The first few discussions Bell and Colaizzo had consisted of their relaying to each other just how scared and terrified and frightened they both were — the director was doing his first film, the actress in her first starring role. They ended up clicking so positively that Bell signed on to become a producer. They talked daily for almost seven months, discussing scenes, wanting to make sure every line had purpose and intention.  

Bell said her experience on set wasn’t a totally new one just because of her status in the title role. She had to perform a series of physical and garment-and-makeup feats that required her to be on set as early as 3:30 in the morning. She’d go into glam first, where prosthetics would be put on her. Then, three women would help shove her into a bodysuit; they’d shoot a few scenes, first reading the lines word for word from the script, almost as though it were a play. Then, for a second take, Colaizzo encouraged the cast, which includes Lil Rel Howery and Utkarsh Ambudkar, to do it a little looser, seeing if anything new came up. For the third go ‘round, the director would start shouting out ideas from video village, allowing the actors to, as Colaizzo puts it, “try stuff.”

“With comedies, there is a good amount of improv, and we do have some of improv in the film, but not much,” he adds. “The cast would have an idea, we’d try that idea — it was like, now we’re getting our bag of colors.”

Paul Downs Colaizzo and Jillian Bell at a screening of the film at the Metrograph Theater in New York.

Paul Downs Colaizzo and Jillian Bell at a screening of the film at the Metrograph Theater in New York.  Todd Williamson/January Images/Shutterstock

Colaizzo grew up with parents who were into pop culture, and who introduced him to classic plays like “Les Misérables” and “Miss Saigon.” He loved the larger-than-life properties of a musical, the impossibility of a whole group of people breaking into synchronized song and dance. But he also loved sitcoms like “Friends” and “Will & Grace,” which depicted the mundane, the everyday. As a kid, he would record those sitcoms on his karaoke machine and listen to the tapes over and over again at night. But what really blew his mind was a movie. In high school, “American Beauty” came out; Colaizzo downloaded it illegally to his computer because he was too young to watch it in theaters.
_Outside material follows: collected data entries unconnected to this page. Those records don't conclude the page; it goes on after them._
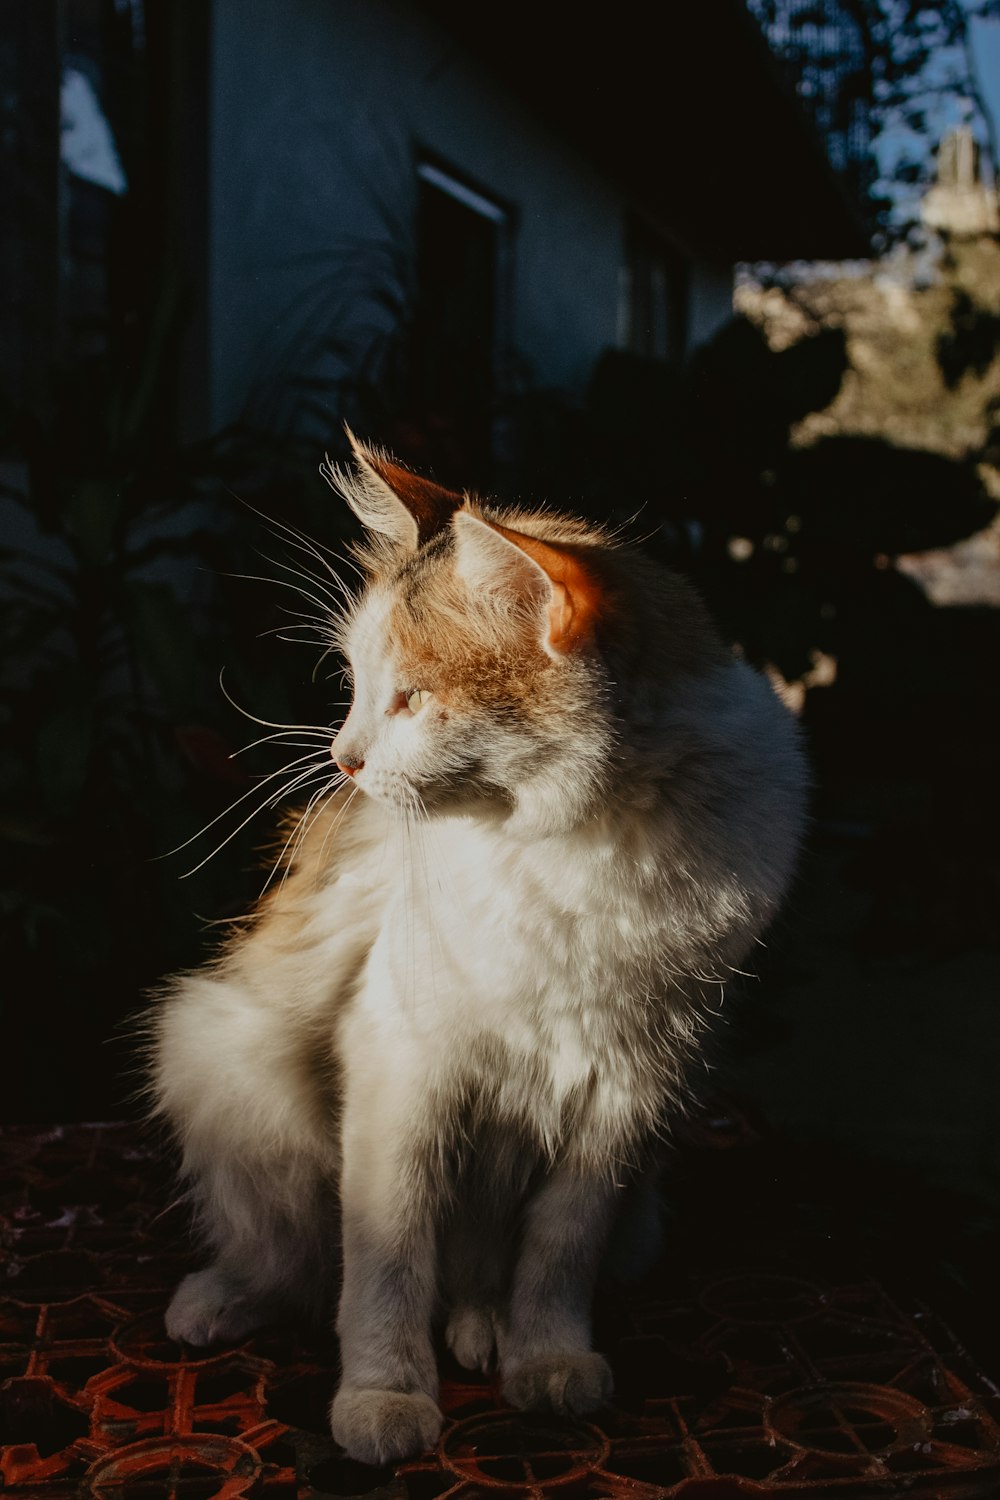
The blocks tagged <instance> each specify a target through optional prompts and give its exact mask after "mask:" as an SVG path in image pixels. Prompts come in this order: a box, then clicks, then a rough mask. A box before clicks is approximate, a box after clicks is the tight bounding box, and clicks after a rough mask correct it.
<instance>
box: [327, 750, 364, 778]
mask: <svg viewBox="0 0 1000 1500" xmlns="http://www.w3.org/2000/svg"><path fill="white" fill-rule="evenodd" d="M333 763H334V765H336V768H337V771H343V774H345V775H357V772H358V771H363V769H364V760H363V759H361V757H360V756H357V754H345V756H334V757H333Z"/></svg>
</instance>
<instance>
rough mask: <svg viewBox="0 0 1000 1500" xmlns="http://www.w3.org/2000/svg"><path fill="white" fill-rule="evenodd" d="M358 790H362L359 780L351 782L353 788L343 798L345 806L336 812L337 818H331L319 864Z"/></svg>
mask: <svg viewBox="0 0 1000 1500" xmlns="http://www.w3.org/2000/svg"><path fill="white" fill-rule="evenodd" d="M358 790H360V787H358V784H357V781H351V787H349V790H348V795H346V796H345V799H343V807H342V808H340V811H339V813H337V814H336V817H331V819H330V826H328V828H327V831H325V834H324V835H322V843H321V844H319V864H322V858H324V855H325V852H327V847H328V844H330V840H331V838H333V835H334V834H336V831H337V828H339V826H340V823H342V822H343V819H345V816H346V811H348V808H349V805H351V802H352V801H354V798H355V796H357V795H358Z"/></svg>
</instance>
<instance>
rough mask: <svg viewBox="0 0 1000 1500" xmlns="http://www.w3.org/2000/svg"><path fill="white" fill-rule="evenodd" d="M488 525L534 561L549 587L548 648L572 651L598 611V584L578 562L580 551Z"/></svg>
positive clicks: (592, 626) (566, 545)
mask: <svg viewBox="0 0 1000 1500" xmlns="http://www.w3.org/2000/svg"><path fill="white" fill-rule="evenodd" d="M487 525H490V526H493V529H495V531H499V534H501V535H502V537H505V538H507V540H508V541H513V544H514V546H516V547H520V550H522V552H525V553H526V555H528V556H529V558H531V561H532V562H537V564H538V567H540V568H541V571H543V573H544V574H546V577H547V579H549V582H550V585H552V595H550V598H549V645H550V646H553V649H556V651H571V649H573V648H574V646H576V645H580V642H582V640H585V639H586V637H588V636H589V634H591V631H592V630H594V624H595V621H597V616H598V613H600V609H601V601H603V594H601V585H600V582H598V580H597V579H595V577H594V573H591V570H589V568H588V567H586V564H585V562H582V561H580V556H579V552H580V550H582V549H579V547H573V546H571V544H567V543H564V544H562V546H553V544H552V543H549V541H540V540H538V538H537V537H526V535H525V534H523V531H511V529H510V528H508V526H501V525H499V522H496V520H490V522H487Z"/></svg>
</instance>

“I saw a whole new world of storytelling that was both larger than life and an exposed read on our American society,” he says. “It changed how I looked at my own world and the possibilities of what was going on under everyone else’s veneer. The musicals, the sitcoms, then suddenly these movies that were accessible and also poignant and philosophical, informed what I started to make.

“To me, there’s a joyful irony to all of it. Life is ridiculous and also, we’re here, so you’ve got to enjoy it.”